I pour water for her. She picks it up without a word.

After dinner, she takes the sofa in the library with her book, and I take the chair with my files. We sit across from each other, and at some point, she puts the book face down on her knee.

“The reason you stopped the wedding,” she says. “The real one.”

I look up.

“Press circles. Intelligence pipelines. A journalist inside your house with a contact network inside three governments.” She holds my gaze. “That was the calculation.”

“Yes.”

“Did you get what you planned for?”

I look at her in the lamplight. Feet tucked under her, book in her lap, asking me a direct question without softening it first, the way she has asked me everything since the day she walked into my study and demanded her passport. I take my time with the answer.

“Yes,” I say. “And then it stopped mattering.”

She’s quiet for a moment. Something crosses her face that I haven’t seen before, not surprise, something closer to relief, like she has been carrying a question she didn’t want to ask and has finally put it down. She nods once and opens her book, and the room settles.

That night, she comes to bed, and the room is dark and still, the city outside quieter than usual, and we lie side by side, and neither of us reaches for anything immediately.

The day sits between us, the breakfast table and the kitchen, and the library, and the small ordinary accumulation of hours that are different from every hour that came before them.

She turns toward me first in the dark.

I feel the shift of the sheets, the warmth of her body moving closer, and then her hand is on my chest. No words. Just her fingers sliding slowly over my skin like she’s reminding herself that I’m real. I turn toward her, and our bodies meet in the middle of the bed.

Our mouths find each other without urgency. The kiss is slow, deep, and quiet. Her lips are soft and warm. I taste the faint trace of toothpaste and the sweetness that is only her. She sighs into my mouth when my tongue brushes hers, a small, breathy sound that goes straight to my cock.

I slide my hand up her side, under the thin silk of her slip, feeling the warmth of her bare skin.

She presses closer, one leg sliding over mine.

We kiss like that for a long time—slow, lazy, savoring.

There is no performance tonight. No fight.

No strategy. Just the two of us in the dark, breathing each other in.
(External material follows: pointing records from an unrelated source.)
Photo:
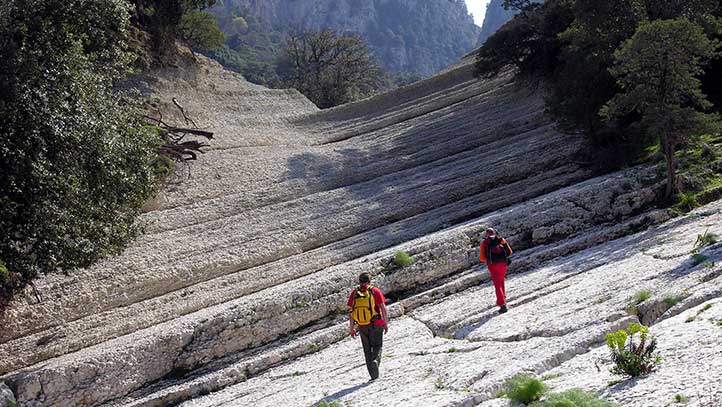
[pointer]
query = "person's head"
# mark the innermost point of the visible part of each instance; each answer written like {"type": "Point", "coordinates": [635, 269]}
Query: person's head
{"type": "Point", "coordinates": [490, 233]}
{"type": "Point", "coordinates": [364, 279]}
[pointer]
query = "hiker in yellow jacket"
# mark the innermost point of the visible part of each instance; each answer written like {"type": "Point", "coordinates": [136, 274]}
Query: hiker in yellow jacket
{"type": "Point", "coordinates": [370, 320]}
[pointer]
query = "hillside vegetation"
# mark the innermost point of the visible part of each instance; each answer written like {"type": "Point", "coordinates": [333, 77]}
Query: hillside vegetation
{"type": "Point", "coordinates": [629, 74]}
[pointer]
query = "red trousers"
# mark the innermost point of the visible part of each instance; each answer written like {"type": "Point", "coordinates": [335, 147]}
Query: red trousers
{"type": "Point", "coordinates": [498, 273]}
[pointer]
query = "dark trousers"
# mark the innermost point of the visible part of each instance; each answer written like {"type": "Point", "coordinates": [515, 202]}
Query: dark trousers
{"type": "Point", "coordinates": [372, 338]}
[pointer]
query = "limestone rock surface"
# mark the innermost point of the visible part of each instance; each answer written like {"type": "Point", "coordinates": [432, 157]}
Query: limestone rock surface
{"type": "Point", "coordinates": [236, 294]}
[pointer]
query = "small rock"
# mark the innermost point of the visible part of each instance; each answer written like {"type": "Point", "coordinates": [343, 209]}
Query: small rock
{"type": "Point", "coordinates": [7, 398]}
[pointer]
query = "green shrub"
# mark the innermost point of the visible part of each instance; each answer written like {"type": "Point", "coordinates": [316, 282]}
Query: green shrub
{"type": "Point", "coordinates": [574, 398]}
{"type": "Point", "coordinates": [698, 258]}
{"type": "Point", "coordinates": [705, 239]}
{"type": "Point", "coordinates": [200, 30]}
{"type": "Point", "coordinates": [403, 259]}
{"type": "Point", "coordinates": [524, 389]}
{"type": "Point", "coordinates": [672, 300]}
{"type": "Point", "coordinates": [680, 398]}
{"type": "Point", "coordinates": [641, 296]}
{"type": "Point", "coordinates": [630, 357]}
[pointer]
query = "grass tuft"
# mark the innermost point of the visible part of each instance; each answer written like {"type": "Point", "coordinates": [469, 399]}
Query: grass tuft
{"type": "Point", "coordinates": [680, 398]}
{"type": "Point", "coordinates": [524, 389]}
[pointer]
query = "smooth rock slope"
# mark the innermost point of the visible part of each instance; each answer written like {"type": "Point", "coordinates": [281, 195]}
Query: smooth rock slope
{"type": "Point", "coordinates": [239, 285]}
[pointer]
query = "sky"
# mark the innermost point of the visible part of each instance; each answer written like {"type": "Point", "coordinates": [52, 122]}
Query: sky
{"type": "Point", "coordinates": [478, 9]}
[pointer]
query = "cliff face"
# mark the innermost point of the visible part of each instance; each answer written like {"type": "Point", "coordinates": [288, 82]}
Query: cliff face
{"type": "Point", "coordinates": [414, 36]}
{"type": "Point", "coordinates": [235, 295]}
{"type": "Point", "coordinates": [495, 17]}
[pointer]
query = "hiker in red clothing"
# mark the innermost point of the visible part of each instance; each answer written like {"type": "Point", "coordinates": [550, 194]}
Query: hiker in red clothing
{"type": "Point", "coordinates": [495, 252]}
{"type": "Point", "coordinates": [370, 320]}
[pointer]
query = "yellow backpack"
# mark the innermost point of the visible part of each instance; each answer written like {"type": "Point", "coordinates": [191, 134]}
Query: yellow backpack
{"type": "Point", "coordinates": [364, 306]}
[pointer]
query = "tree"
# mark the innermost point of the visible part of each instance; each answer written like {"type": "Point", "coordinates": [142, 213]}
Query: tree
{"type": "Point", "coordinates": [76, 157]}
{"type": "Point", "coordinates": [161, 19]}
{"type": "Point", "coordinates": [331, 69]}
{"type": "Point", "coordinates": [658, 72]}
{"type": "Point", "coordinates": [529, 41]}
{"type": "Point", "coordinates": [200, 30]}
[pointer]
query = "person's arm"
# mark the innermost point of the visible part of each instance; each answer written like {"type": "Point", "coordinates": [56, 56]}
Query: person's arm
{"type": "Point", "coordinates": [508, 248]}
{"type": "Point", "coordinates": [385, 316]}
{"type": "Point", "coordinates": [352, 324]}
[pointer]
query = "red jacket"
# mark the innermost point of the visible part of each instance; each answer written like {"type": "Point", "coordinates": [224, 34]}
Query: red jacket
{"type": "Point", "coordinates": [485, 243]}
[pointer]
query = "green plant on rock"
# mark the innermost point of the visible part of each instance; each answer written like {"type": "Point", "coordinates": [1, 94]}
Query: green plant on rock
{"type": "Point", "coordinates": [641, 296]}
{"type": "Point", "coordinates": [403, 259]}
{"type": "Point", "coordinates": [638, 298]}
{"type": "Point", "coordinates": [631, 357]}
{"type": "Point", "coordinates": [672, 300]}
{"type": "Point", "coordinates": [524, 389]}
{"type": "Point", "coordinates": [76, 154]}
{"type": "Point", "coordinates": [705, 239]}
{"type": "Point", "coordinates": [680, 398]}
{"type": "Point", "coordinates": [324, 403]}
{"type": "Point", "coordinates": [698, 258]}
{"type": "Point", "coordinates": [574, 398]}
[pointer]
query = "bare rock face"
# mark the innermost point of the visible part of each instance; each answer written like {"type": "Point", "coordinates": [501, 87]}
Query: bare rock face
{"type": "Point", "coordinates": [239, 285]}
{"type": "Point", "coordinates": [495, 17]}
{"type": "Point", "coordinates": [7, 398]}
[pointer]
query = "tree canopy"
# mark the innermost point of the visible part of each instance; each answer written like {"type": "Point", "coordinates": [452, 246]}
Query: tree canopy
{"type": "Point", "coordinates": [332, 69]}
{"type": "Point", "coordinates": [576, 49]}
{"type": "Point", "coordinates": [76, 157]}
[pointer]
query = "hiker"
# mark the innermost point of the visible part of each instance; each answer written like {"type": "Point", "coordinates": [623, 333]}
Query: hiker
{"type": "Point", "coordinates": [495, 252]}
{"type": "Point", "coordinates": [370, 320]}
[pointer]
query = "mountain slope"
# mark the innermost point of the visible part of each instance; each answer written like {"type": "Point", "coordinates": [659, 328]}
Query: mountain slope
{"type": "Point", "coordinates": [247, 261]}
{"type": "Point", "coordinates": [411, 36]}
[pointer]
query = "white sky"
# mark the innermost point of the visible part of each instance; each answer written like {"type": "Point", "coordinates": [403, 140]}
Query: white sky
{"type": "Point", "coordinates": [478, 9]}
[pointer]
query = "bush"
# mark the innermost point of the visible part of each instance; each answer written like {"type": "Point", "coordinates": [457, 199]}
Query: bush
{"type": "Point", "coordinates": [641, 296]}
{"type": "Point", "coordinates": [574, 398]}
{"type": "Point", "coordinates": [403, 259]}
{"type": "Point", "coordinates": [76, 158]}
{"type": "Point", "coordinates": [524, 389]}
{"type": "Point", "coordinates": [698, 258]}
{"type": "Point", "coordinates": [630, 357]}
{"type": "Point", "coordinates": [200, 30]}
{"type": "Point", "coordinates": [705, 239]}
{"type": "Point", "coordinates": [334, 403]}
{"type": "Point", "coordinates": [672, 300]}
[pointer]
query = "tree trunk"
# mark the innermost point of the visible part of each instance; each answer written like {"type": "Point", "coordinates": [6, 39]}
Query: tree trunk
{"type": "Point", "coordinates": [670, 155]}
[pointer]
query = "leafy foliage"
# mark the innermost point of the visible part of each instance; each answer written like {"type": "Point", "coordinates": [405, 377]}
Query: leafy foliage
{"type": "Point", "coordinates": [574, 398]}
{"type": "Point", "coordinates": [76, 158]}
{"type": "Point", "coordinates": [332, 69]}
{"type": "Point", "coordinates": [657, 70]}
{"type": "Point", "coordinates": [524, 389]}
{"type": "Point", "coordinates": [333, 403]}
{"type": "Point", "coordinates": [630, 357]}
{"type": "Point", "coordinates": [403, 259]}
{"type": "Point", "coordinates": [577, 48]}
{"type": "Point", "coordinates": [705, 239]}
{"type": "Point", "coordinates": [641, 296]}
{"type": "Point", "coordinates": [162, 19]}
I pull the slip up and over her head. She lifts her arms to help me. When she’s bare, I run my hands over her slowly, learning every curve again. My palm moves over her breasts, feeling how full they have become. I brush my thumb across her nipple, and she arches into my touch with a soft moan.
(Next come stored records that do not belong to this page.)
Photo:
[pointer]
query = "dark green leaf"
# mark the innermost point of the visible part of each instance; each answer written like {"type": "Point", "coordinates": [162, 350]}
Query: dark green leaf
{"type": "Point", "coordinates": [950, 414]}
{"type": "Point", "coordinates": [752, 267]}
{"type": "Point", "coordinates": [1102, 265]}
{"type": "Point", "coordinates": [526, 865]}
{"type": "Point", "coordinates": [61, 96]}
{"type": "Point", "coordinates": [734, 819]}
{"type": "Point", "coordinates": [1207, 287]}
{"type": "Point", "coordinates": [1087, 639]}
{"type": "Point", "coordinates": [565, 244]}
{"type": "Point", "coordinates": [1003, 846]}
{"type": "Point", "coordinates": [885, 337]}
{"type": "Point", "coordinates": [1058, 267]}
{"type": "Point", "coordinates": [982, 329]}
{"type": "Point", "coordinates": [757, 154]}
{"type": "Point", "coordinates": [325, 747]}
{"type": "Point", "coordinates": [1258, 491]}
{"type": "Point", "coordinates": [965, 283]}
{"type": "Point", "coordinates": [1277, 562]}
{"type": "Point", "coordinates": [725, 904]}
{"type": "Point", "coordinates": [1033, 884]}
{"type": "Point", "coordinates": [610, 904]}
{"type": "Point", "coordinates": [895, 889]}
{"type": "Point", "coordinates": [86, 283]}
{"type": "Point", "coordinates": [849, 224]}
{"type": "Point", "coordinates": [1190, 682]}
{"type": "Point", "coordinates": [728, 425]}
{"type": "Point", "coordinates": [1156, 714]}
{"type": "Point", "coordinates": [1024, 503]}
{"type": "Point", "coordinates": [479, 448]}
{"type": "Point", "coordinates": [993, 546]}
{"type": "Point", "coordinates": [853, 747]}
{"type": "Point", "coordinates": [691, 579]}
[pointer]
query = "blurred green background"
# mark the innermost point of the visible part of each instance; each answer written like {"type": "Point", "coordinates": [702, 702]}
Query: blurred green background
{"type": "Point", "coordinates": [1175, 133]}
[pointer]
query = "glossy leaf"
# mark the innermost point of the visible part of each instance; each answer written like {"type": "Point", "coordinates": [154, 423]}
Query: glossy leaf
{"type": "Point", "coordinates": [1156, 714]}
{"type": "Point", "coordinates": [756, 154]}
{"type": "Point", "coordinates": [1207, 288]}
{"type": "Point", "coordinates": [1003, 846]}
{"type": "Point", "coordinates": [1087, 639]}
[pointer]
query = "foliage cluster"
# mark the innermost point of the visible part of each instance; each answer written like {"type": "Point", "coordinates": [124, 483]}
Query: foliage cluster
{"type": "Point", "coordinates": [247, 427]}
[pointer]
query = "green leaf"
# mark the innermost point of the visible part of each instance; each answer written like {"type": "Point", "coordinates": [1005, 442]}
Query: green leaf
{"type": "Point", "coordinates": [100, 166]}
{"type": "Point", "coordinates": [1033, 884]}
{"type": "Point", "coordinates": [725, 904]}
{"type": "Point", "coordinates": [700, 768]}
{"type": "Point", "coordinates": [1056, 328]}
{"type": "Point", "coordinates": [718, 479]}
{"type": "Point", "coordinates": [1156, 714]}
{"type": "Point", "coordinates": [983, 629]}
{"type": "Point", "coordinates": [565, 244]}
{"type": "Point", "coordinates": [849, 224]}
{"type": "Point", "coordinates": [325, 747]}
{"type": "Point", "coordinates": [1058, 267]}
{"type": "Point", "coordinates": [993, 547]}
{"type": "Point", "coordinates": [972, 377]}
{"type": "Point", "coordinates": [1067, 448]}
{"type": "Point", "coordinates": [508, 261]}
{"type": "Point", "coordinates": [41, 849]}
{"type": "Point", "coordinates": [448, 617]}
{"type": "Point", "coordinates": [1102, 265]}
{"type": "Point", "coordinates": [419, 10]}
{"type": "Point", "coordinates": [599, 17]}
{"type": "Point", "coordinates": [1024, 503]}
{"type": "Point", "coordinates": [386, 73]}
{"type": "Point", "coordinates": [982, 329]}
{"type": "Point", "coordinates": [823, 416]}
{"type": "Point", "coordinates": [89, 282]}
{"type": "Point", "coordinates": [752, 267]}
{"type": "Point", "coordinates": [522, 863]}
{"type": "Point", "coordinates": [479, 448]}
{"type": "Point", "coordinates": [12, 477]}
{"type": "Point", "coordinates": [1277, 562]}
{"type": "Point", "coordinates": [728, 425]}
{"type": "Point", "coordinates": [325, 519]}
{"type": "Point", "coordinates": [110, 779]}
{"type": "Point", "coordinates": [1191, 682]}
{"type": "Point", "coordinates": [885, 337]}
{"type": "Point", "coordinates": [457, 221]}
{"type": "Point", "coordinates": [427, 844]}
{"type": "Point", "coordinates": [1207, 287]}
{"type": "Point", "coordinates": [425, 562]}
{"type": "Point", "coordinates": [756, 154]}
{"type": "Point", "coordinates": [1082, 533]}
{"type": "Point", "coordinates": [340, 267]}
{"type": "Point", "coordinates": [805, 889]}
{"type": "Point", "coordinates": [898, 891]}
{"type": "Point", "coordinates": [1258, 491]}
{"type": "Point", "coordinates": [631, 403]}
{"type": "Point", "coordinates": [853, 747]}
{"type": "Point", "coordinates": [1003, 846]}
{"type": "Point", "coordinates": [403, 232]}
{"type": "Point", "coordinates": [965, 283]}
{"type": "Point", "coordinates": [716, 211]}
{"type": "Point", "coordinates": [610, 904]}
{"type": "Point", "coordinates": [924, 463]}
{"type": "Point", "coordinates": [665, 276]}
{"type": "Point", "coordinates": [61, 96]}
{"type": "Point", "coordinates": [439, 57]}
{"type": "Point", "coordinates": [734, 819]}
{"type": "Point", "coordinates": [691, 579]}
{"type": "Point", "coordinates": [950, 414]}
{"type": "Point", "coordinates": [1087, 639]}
I kiss her neck, then lower, trailing my mouth down her throat to her collarbone. She threads her fingers through my hair as I kiss across the swell of her breasts. I take one nipple into my mouth, sucking gently, then harder, and she lets out a low, sweet sound that makes my cock throb.
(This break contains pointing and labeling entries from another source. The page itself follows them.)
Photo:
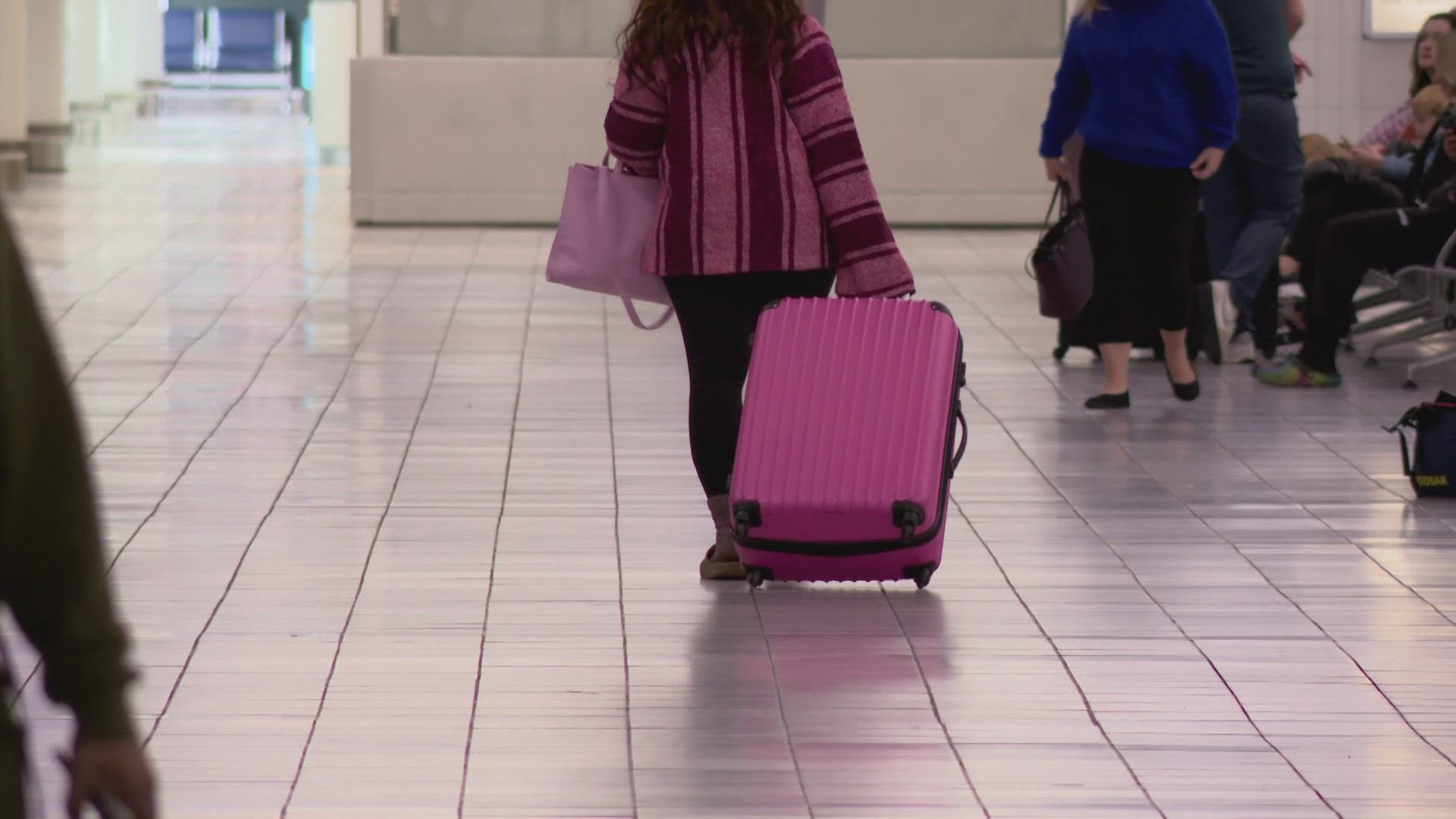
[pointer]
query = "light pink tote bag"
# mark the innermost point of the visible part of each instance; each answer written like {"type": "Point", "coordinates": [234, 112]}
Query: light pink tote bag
{"type": "Point", "coordinates": [606, 222]}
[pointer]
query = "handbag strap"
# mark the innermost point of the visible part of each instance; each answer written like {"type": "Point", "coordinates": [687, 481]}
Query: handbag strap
{"type": "Point", "coordinates": [1062, 194]}
{"type": "Point", "coordinates": [1408, 420]}
{"type": "Point", "coordinates": [637, 318]}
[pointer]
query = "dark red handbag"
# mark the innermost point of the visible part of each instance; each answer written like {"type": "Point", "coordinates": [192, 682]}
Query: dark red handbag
{"type": "Point", "coordinates": [1062, 262]}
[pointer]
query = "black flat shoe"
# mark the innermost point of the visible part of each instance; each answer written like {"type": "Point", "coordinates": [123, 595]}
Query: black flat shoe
{"type": "Point", "coordinates": [1120, 401]}
{"type": "Point", "coordinates": [1187, 392]}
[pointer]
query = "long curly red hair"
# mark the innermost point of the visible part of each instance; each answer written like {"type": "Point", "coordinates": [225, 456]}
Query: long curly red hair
{"type": "Point", "coordinates": [658, 34]}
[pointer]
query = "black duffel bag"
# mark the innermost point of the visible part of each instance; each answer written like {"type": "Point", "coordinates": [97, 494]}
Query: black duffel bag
{"type": "Point", "coordinates": [1432, 463]}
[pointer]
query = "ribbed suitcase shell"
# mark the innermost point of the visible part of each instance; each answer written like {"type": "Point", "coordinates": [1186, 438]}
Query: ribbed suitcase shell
{"type": "Point", "coordinates": [849, 411]}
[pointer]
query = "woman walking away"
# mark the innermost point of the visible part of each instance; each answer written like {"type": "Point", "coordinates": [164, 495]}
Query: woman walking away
{"type": "Point", "coordinates": [1150, 88]}
{"type": "Point", "coordinates": [740, 108]}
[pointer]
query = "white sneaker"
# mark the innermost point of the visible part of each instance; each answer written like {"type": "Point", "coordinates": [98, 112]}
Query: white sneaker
{"type": "Point", "coordinates": [1220, 321]}
{"type": "Point", "coordinates": [1239, 350]}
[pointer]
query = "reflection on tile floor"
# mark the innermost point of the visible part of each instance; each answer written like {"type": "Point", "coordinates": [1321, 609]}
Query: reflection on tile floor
{"type": "Point", "coordinates": [406, 532]}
My hand slides down her stomach. I pause there for a moment, palm resting gently over the place where our child is growing. The reality of it hits me again, heavy and warm in my chest. I kiss the skin just below her navel, slow and reverent, before continuing lower.

I settle between her thighs and spread them wider.

She’s already wet. I drag my tongue slowly up her pussy, savoring her taste, and she moans softly, hips lifting toward my mouth.

I lick her with long, unhurried strokes, exploring every fold, circling her clit, then sucking it gently between my lips.

“Nikolai…” she breathes, her voice husky in the dark.

I slide two fingers inside her, curling them slowly while my tongue works her clit. She’s so warm, so wet, so responsive.

I take my time, licking and sucking and stroking until her breathing becomes ragged and her thighs start to tremble around my head.

When she comes, it’s quiet and deep. Her back arches, her fingers tighten in my hair, and she lets out a long, trembling moan as her pussy pulses against my tongue. I stay with her through every wave, licking her gently until she relaxes back into the sheets.

I kiss my way back up her body slowly, savoring every inch of her skin. When I reach her mouth again, she pulls me down into a deep, hungry kiss, tasting herself on my tongue. Her legs wrap around my waist, trying to pull me closer.